I really enjoy this movie because it is entertaining, dramatic and full of surprises. It sets itself apart from the typical romantic comedy by giving full storylines to multiple characters, instead of only focusing on Nick and Rachel.

Raya and the Last Dragon (2021)

Disney’s “Raya and the Last Dragon” is a step towards properly representing Southeast Asian cultures.

The premise of the movie revolves around a warrior named Raya, and a dragon named Sisu who save the land of fictional land of Kumandra.

The message of this movie is very relevant to today because it represents trust and bringing people together.

The Lunar New Year is often referred to as “Chinese New Year.” While this is true for individuals who are Chinese, the New Year is actually celebrated by several Eastern and Southeastern countries such as Vietnam, South Korea, Thailand and Singapore.
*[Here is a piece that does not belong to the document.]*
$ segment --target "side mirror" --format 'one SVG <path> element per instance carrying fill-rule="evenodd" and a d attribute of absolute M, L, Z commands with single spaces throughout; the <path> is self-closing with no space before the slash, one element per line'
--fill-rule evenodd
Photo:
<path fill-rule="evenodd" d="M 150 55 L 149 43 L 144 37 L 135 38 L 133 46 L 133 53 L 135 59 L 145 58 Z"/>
Raya and the Last Dragon is an important movie to watch because it is one of the first animated films to distinguish the similarities and differences between the Eastern and Southeastern regions of Asia.

The Joy Luck Club (1993)

Though it is a long movie, I recommend watching “The Joy Luck Club” at least once.

The film explores the dynamic of social and cultural differences between two generations, which is common in many families.

It tells the stories of four immigrant mothers and their obsession with wanting what they think are the best lives for their American-born daughters.

Prior to watching “The Joy Luck Club”, I did not know what the movie was about and it took me by surprise. It even featured scenes of the characters having their own Lunar New Year celebration.

It was interesting to see each character’s story and actually relate to what some of them were going through.

Always trying to be the best is a lot of pressure to put on oneself and “The Joy Luck Club” acknowledges that pressure in a unique way compared to other movies.

The Farewell (2019)

Based on a true story, “The Farewell” emphasizes the importance of family, which is a large part of Lunar New Year.

The family from this movie explain that in China, they believe individuals will live a happier life if they remain ignorant of the negative aspects of it.

The main character, Billi, played by Awkwafina, learns that her grandmother has cancer, but she is prohibited by her family from telling her. Billi then decides to visit her grandmother and enjoy the time that she has left.

Educating Chinese customs, including hiding the fact that a person has a life-threatening disease, provides a strong familial setting.

“The Farewell” is a rollercoaster of emotions, but it is definitely worth watching. A few of the scenes, especially the wedding scene, made me think about family parties I used to go to when I was growing up.

Everyone in my family would gather at a restaurant with large tables and catch up with relatives we rarely see, similar to scenes in the movie.
Be sure to watch until the end of the credits of the film as well.

Mulan (1998)

Mulan is one of my all time favorites, especially for Lunar New Year.

This classic movie brings comedy, action and storyline that is unlike any other princesses from major Disney films. It is loosely based on a Chinese folk tale called “The Ballad of Mulan,” which tells the story of a young woman who disguises herself as a man and takes her father’s place in the army.

When I was little, I did not really understand some of the jokes, the pressure Mulan went through to be “perfect” or what was going on in the war scenes.

Watching it in more recent years, I have developed a deep appreciation for this movie and I laugh at almost every scene with Mushu the dragon. I love that Mulan herself is a complex character who speaks her truth and breaks free from stereotypes.

Now that the Year of the Tiger has begun, I hope it will lead to more Lunar New Year and AAPI movies! Hollywood is slowly moving in the right direction, but there is still room for improvement, since there are few movies with accurate representation and knowledge about Lunar New Year.